Le casting de ce disque est particulièrement impressionnant : 17 chanteuses et chanteurs entourés d'une pléiade de musiciens provenant d'horizons musicaux variés et prestigieux, dont une grande partie évolue cependant dans l'univers « métal ».
Ce double album, très typé « Space Rock Opéra » est scindé en 2 disques : « Planet Y » et « Earth », pour une durée totale de 1 heure 42 mns. Les compositions sont toutes signées par Lucassen.

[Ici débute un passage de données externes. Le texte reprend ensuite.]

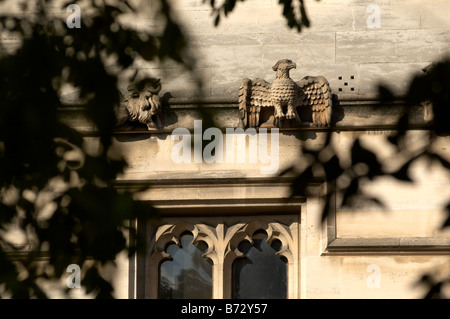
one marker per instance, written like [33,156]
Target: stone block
[391,46]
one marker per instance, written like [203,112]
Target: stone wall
[340,44]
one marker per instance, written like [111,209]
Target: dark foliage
[56,192]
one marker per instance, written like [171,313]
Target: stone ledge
[351,112]
[401,245]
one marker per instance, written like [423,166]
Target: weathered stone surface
[392,46]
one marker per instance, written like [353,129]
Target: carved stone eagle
[284,93]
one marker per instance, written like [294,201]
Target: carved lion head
[142,101]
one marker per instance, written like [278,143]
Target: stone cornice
[351,112]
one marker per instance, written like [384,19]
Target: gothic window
[260,274]
[186,275]
[235,257]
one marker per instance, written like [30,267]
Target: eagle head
[284,65]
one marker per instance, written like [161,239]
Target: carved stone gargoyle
[141,103]
[285,96]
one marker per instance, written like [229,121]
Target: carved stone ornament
[286,97]
[141,103]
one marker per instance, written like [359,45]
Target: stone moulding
[350,112]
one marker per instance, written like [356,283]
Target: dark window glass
[188,275]
[260,274]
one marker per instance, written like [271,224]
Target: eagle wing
[252,96]
[315,92]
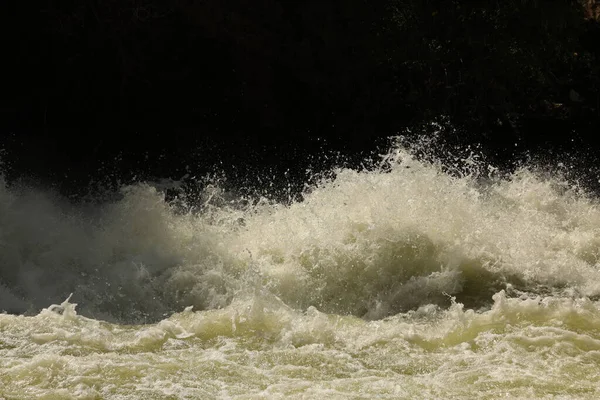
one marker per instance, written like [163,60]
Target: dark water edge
[110,92]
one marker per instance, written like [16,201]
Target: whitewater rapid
[403,280]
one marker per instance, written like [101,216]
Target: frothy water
[405,280]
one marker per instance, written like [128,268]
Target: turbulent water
[403,281]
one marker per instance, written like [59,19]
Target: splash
[407,232]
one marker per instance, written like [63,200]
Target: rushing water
[404,281]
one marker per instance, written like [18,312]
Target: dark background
[117,89]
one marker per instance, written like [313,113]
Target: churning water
[406,280]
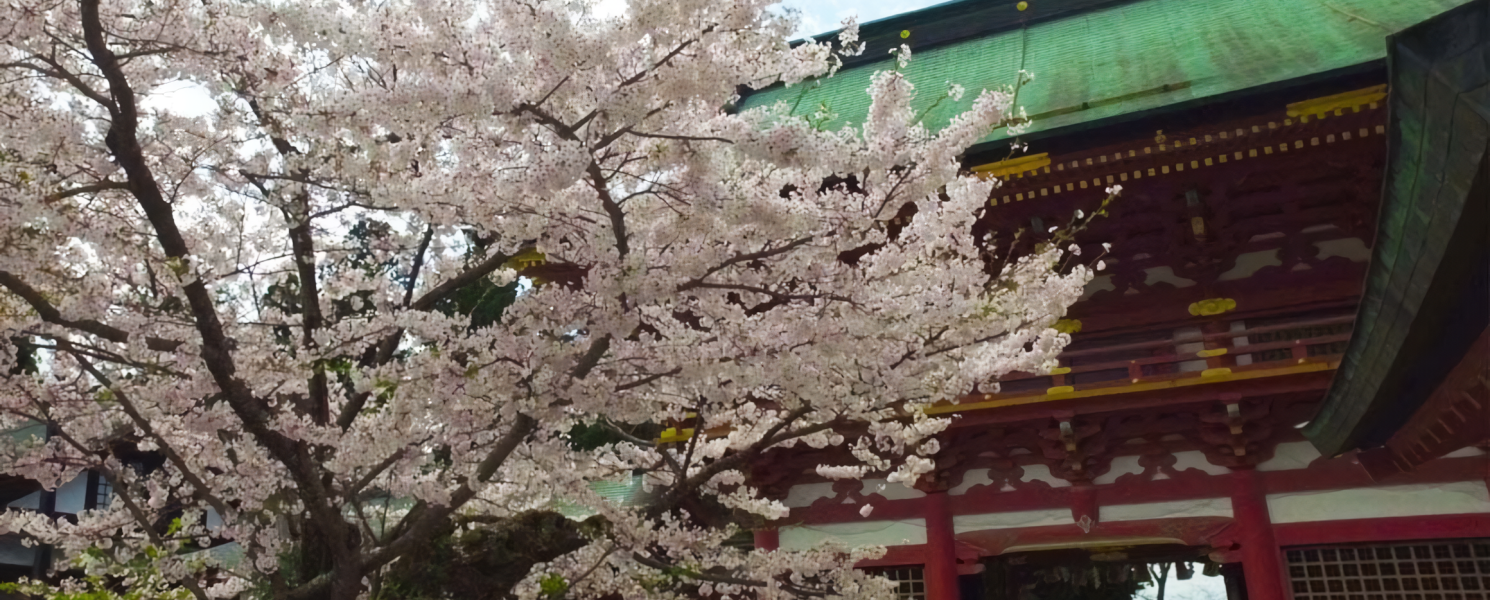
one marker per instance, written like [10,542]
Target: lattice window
[1319,331]
[911,582]
[103,493]
[1410,570]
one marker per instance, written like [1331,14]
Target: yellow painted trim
[1212,307]
[1013,166]
[1338,101]
[672,435]
[1151,386]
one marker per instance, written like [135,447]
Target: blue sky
[824,15]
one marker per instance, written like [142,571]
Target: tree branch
[49,313]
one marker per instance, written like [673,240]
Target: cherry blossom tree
[286,297]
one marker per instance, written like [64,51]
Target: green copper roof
[1128,58]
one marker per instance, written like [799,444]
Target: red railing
[1182,355]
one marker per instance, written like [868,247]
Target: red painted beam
[940,569]
[1168,396]
[1337,474]
[1261,559]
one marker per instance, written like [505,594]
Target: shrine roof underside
[1101,61]
[1426,295]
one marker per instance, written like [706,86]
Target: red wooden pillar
[768,539]
[1261,560]
[940,570]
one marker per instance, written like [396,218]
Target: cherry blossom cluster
[237,235]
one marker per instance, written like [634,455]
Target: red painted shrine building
[1282,374]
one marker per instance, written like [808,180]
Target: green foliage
[553,585]
[482,300]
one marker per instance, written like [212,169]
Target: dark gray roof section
[1426,294]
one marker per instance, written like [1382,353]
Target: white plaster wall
[1238,326]
[885,533]
[890,492]
[1121,465]
[1373,502]
[32,502]
[1195,459]
[1206,506]
[975,477]
[1012,520]
[14,553]
[1189,349]
[805,495]
[1042,472]
[70,496]
[1291,456]
[1353,249]
[1164,274]
[1249,262]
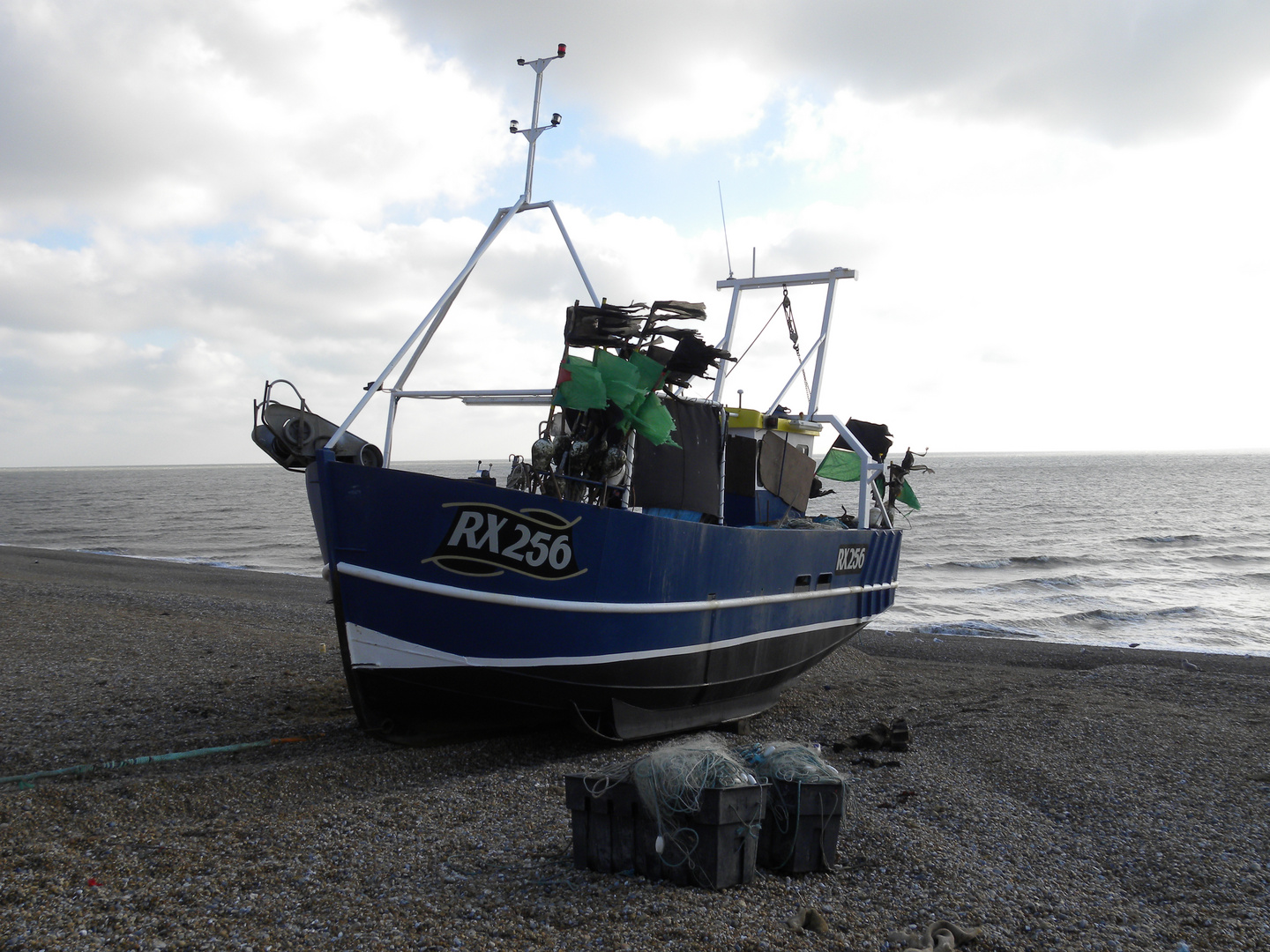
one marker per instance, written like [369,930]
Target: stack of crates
[612,833]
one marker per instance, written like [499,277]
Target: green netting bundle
[652,420]
[784,761]
[579,385]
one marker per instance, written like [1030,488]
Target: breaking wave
[977,628]
[1122,617]
[1016,560]
[1163,539]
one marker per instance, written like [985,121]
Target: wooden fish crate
[802,825]
[614,833]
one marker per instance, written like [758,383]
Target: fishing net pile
[784,761]
[669,782]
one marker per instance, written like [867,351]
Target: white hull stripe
[371,649]
[557,605]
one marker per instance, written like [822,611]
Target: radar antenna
[534,130]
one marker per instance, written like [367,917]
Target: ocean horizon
[1094,548]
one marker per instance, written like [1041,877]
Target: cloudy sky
[1058,211]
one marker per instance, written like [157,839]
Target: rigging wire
[793,328]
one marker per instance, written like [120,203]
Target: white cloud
[233,181]
[159,115]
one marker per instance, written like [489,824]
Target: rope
[155,758]
[788,323]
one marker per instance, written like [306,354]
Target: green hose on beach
[152,759]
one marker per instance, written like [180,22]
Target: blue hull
[459,597]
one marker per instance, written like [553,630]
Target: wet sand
[1064,799]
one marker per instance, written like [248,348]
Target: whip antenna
[725,248]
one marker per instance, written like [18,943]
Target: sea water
[1159,550]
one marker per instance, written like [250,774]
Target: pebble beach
[1062,798]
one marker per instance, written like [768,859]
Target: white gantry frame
[869,470]
[429,326]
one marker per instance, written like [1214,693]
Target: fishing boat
[648,566]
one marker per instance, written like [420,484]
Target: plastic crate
[614,833]
[802,825]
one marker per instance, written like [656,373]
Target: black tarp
[875,437]
[684,476]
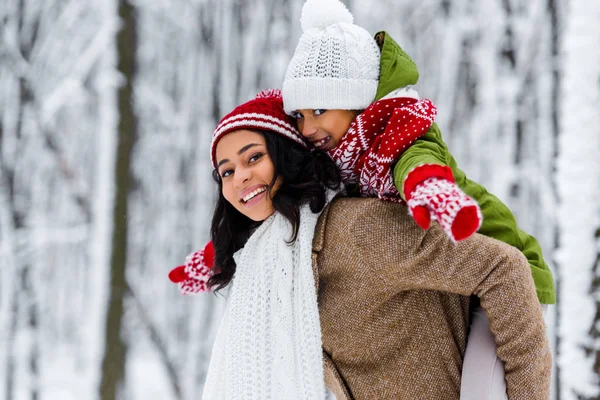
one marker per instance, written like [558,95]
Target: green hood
[396,68]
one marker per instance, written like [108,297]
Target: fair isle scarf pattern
[376,139]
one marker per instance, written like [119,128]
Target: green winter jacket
[398,70]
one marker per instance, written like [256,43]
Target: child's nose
[308,129]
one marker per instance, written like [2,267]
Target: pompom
[322,13]
[269,94]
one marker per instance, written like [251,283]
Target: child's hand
[193,276]
[443,201]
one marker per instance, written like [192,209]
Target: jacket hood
[396,68]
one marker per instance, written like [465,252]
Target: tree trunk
[113,365]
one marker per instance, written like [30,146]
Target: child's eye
[255,157]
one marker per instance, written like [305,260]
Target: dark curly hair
[305,176]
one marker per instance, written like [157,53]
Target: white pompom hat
[336,63]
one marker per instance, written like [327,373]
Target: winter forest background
[106,113]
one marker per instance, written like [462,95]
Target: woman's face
[246,171]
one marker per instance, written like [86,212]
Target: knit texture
[269,342]
[393,302]
[264,113]
[192,277]
[442,200]
[336,63]
[376,139]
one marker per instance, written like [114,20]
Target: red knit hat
[265,112]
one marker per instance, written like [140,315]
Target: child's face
[246,172]
[324,128]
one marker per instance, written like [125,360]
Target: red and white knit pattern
[376,139]
[193,276]
[256,121]
[444,200]
[264,112]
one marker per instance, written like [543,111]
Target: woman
[392,313]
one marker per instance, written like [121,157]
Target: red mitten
[443,201]
[193,276]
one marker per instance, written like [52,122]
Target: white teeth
[251,195]
[320,143]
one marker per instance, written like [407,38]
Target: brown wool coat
[393,302]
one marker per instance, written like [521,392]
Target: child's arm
[424,179]
[498,221]
[495,272]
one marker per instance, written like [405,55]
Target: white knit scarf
[269,344]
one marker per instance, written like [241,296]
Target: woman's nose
[242,175]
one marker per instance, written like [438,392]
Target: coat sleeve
[412,259]
[498,221]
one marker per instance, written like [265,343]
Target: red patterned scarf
[376,139]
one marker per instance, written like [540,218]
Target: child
[352,97]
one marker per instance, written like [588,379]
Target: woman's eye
[255,157]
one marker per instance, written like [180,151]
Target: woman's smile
[253,195]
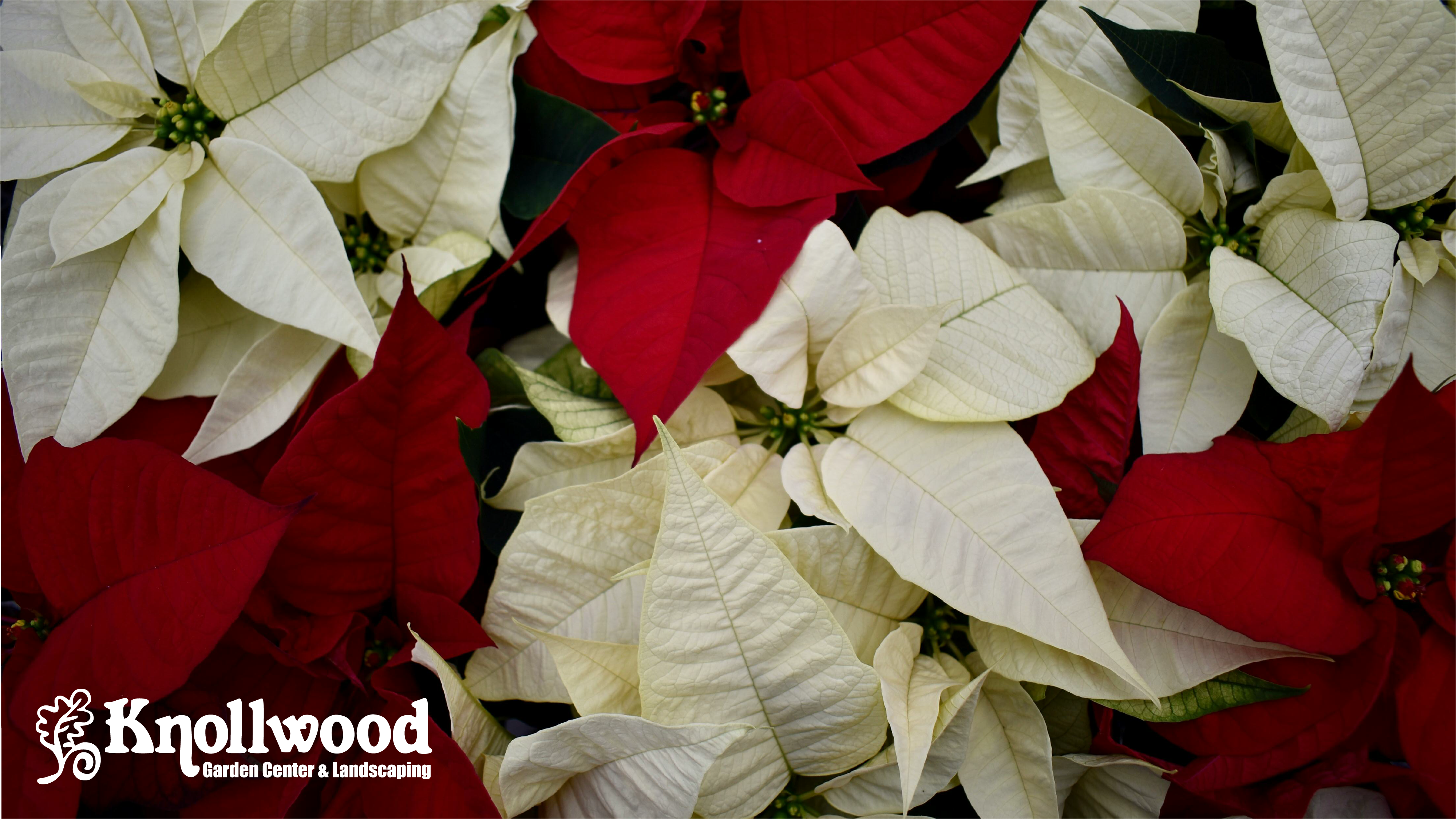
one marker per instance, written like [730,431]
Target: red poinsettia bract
[159,579]
[666,234]
[1323,544]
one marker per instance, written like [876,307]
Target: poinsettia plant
[713,408]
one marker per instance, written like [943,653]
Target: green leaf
[567,369]
[1068,722]
[500,375]
[1224,691]
[472,448]
[574,405]
[1160,59]
[553,139]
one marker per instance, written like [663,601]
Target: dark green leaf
[1224,691]
[1068,722]
[1200,63]
[566,368]
[472,448]
[553,139]
[500,375]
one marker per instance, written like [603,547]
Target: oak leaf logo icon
[62,733]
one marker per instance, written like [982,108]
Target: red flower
[1323,544]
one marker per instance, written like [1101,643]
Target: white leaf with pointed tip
[215,333]
[1368,90]
[813,302]
[427,266]
[215,18]
[261,391]
[87,337]
[1008,763]
[1087,253]
[966,512]
[576,419]
[1233,162]
[560,573]
[327,85]
[1173,648]
[1027,186]
[116,98]
[601,678]
[1100,141]
[730,632]
[879,353]
[24,190]
[1083,527]
[749,482]
[116,197]
[108,36]
[472,728]
[451,175]
[863,591]
[1301,423]
[806,484]
[874,789]
[46,124]
[541,467]
[912,685]
[1065,36]
[1002,352]
[608,765]
[1109,784]
[561,289]
[1417,324]
[260,229]
[34,25]
[1195,381]
[1267,120]
[174,39]
[1304,189]
[1420,258]
[1308,311]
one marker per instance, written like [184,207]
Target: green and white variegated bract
[612,765]
[732,633]
[1002,352]
[1366,88]
[966,512]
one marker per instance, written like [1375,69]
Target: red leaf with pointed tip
[885,75]
[599,164]
[790,152]
[545,71]
[1221,534]
[148,560]
[302,636]
[171,425]
[27,760]
[672,273]
[1310,464]
[618,41]
[1426,717]
[440,621]
[15,566]
[1088,435]
[899,186]
[454,787]
[392,500]
[1254,742]
[1400,479]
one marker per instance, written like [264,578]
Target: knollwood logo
[63,723]
[68,723]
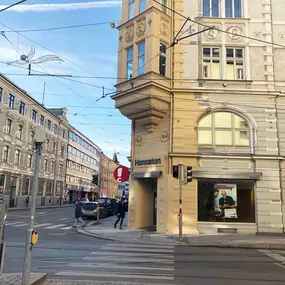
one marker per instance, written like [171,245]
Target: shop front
[227,205]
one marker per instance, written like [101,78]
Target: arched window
[223,129]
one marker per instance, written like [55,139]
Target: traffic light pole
[28,250]
[180,173]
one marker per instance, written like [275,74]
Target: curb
[242,246]
[40,280]
[40,207]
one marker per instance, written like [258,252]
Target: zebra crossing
[47,226]
[124,262]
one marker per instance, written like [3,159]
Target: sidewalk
[16,278]
[42,207]
[105,230]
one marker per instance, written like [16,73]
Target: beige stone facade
[20,114]
[215,102]
[108,184]
[83,161]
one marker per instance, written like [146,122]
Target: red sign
[121,173]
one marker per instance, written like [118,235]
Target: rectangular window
[55,129]
[142,6]
[11,101]
[162,59]
[233,8]
[34,115]
[19,133]
[211,8]
[17,157]
[141,58]
[131,9]
[49,125]
[22,108]
[42,120]
[5,153]
[45,165]
[8,126]
[130,66]
[211,63]
[235,64]
[30,160]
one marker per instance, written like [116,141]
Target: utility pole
[180,177]
[39,139]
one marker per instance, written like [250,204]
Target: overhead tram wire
[61,28]
[66,59]
[217,29]
[12,5]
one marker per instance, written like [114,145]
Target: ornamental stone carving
[140,28]
[164,136]
[164,30]
[138,140]
[129,36]
[234,33]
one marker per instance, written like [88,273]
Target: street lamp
[39,139]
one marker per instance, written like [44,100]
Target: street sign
[121,173]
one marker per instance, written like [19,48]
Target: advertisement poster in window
[225,201]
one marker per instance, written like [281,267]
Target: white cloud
[63,7]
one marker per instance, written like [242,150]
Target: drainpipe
[279,162]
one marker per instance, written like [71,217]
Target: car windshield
[89,206]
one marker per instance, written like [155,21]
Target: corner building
[214,101]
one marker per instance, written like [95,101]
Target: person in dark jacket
[78,215]
[122,207]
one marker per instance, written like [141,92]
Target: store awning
[151,174]
[234,175]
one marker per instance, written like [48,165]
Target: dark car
[110,204]
[90,209]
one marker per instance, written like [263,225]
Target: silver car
[90,209]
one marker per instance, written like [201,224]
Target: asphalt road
[66,255]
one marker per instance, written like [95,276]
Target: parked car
[90,209]
[110,204]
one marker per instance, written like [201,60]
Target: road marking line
[67,228]
[273,255]
[56,226]
[145,250]
[96,265]
[42,225]
[12,223]
[141,245]
[113,275]
[128,259]
[21,225]
[132,254]
[280,265]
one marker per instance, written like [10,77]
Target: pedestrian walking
[122,207]
[78,215]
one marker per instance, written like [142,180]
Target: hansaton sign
[121,174]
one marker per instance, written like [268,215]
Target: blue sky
[93,48]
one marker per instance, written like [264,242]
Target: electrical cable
[12,5]
[60,28]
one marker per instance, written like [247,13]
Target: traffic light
[175,171]
[187,174]
[95,179]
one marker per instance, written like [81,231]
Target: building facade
[213,101]
[83,161]
[108,184]
[20,114]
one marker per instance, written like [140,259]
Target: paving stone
[16,278]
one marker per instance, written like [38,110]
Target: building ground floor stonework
[247,187]
[16,187]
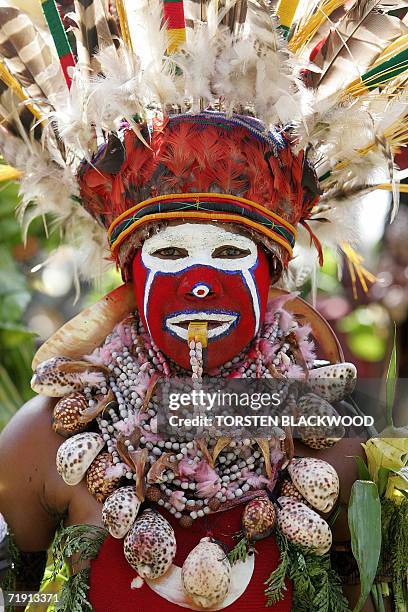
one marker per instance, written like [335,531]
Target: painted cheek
[262,276]
[139,273]
[203,288]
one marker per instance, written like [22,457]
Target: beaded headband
[203,206]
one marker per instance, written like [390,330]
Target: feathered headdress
[273,116]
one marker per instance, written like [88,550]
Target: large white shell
[316,480]
[76,454]
[303,526]
[120,511]
[206,574]
[318,436]
[170,586]
[150,546]
[82,334]
[333,382]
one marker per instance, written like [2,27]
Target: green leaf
[364,517]
[382,479]
[391,381]
[363,472]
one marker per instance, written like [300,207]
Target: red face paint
[201,282]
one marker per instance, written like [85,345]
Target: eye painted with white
[170,253]
[201,291]
[227,251]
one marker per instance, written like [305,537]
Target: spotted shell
[206,574]
[318,436]
[333,382]
[258,519]
[303,526]
[120,511]
[150,546]
[59,376]
[103,477]
[76,454]
[288,489]
[316,480]
[66,418]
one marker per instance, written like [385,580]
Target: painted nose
[206,286]
[201,290]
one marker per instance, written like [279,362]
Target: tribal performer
[197,142]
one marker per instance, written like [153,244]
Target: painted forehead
[199,242]
[196,235]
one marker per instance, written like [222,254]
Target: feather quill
[28,56]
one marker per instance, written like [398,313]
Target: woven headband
[206,207]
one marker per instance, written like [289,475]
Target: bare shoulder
[33,497]
[30,497]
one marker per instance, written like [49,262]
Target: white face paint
[179,247]
[200,241]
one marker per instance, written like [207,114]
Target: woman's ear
[275,267]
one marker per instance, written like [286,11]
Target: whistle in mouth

Le disque débute très fort avec « Age of Shadows », un titre assez long, démarrant sur des bruits mécaniques pour tout de suite prendre une sonorité typée très métal, avec notamment un riff lourd et efficace à la guitare, accompagné par des chants partagés virils et puissants, mais rapidement radoucis par la douceur de la voix féminine de Anneke Van Giersbergen, sublime chanteuse.
Le ton est donné d'entrée : cet album mêlera en permanence l'ambivalence des sons, des chants, des atmosphères, des ambiances, des rythmes. Les passages heavy, assez nombreux, souvent agrémentés de chants généralement musclés donnent beaucoup de corps à la trame musicale, et les moments judicieusement plus calmes s'y marient avec merveille.
5ème morceau « Beneath the Waves » : un morceau fantastique, composé en 5 parties et éclairé par un court solo de guitare, aérien et sublime.
Le premier disque se termine par un de ces moments calmes et sereins, présents tout au long de l'album, « Web of Lies » une ballade aux chants magnifiques et doux, accompagnée par une flûte et un violon très mélodiques.
Le deuxième disque débute sur le même schéma que le premier, à savoir par un long morceau de 11 mns, multipliant les contrastes des chants et les ruptures : un morceau tout simplement exceptionnel.
Lui succède « Walking Dreams », avec une magnifique introduction réalisée par Tomas Bodin aux claviers, et chanté à l'unisson par Jonas Renkse.
Il est difficile, voire impossible de détailler toutes les subtilités et toutes les particularités qui existent sur ce disque tellement elles sont nombreuses et complexes. De multiples écoutes seront nécessaires pour découvrir les innombrables trésors musicaux figurant sur ce double album, qui sait allier avec une parfaite maîtrise des ingrédients musicaux aussi divers que par le rock heavy, les chaeurs féminins, les influences folk, médiévales ou symphoniques, le tout avec une aisance et une cohérence indiscutables.
En conclusion, comment qualifier « 01011001 » Chef d'aeuvre ? Composition géniale ? Travail d'orfèvre ? Art de la perfection et du brio ?
Pour ma part, je me contenterai de dire que Arjen Anthony Lucassen à la chance de détenir un talent absolument divin et exceptionnel, qu'il met en scène d'une manière sublime, avec la présence d'invités utilisés avec justesse et équilibre, et ce disque et une fois de plus une démonstration éclatante.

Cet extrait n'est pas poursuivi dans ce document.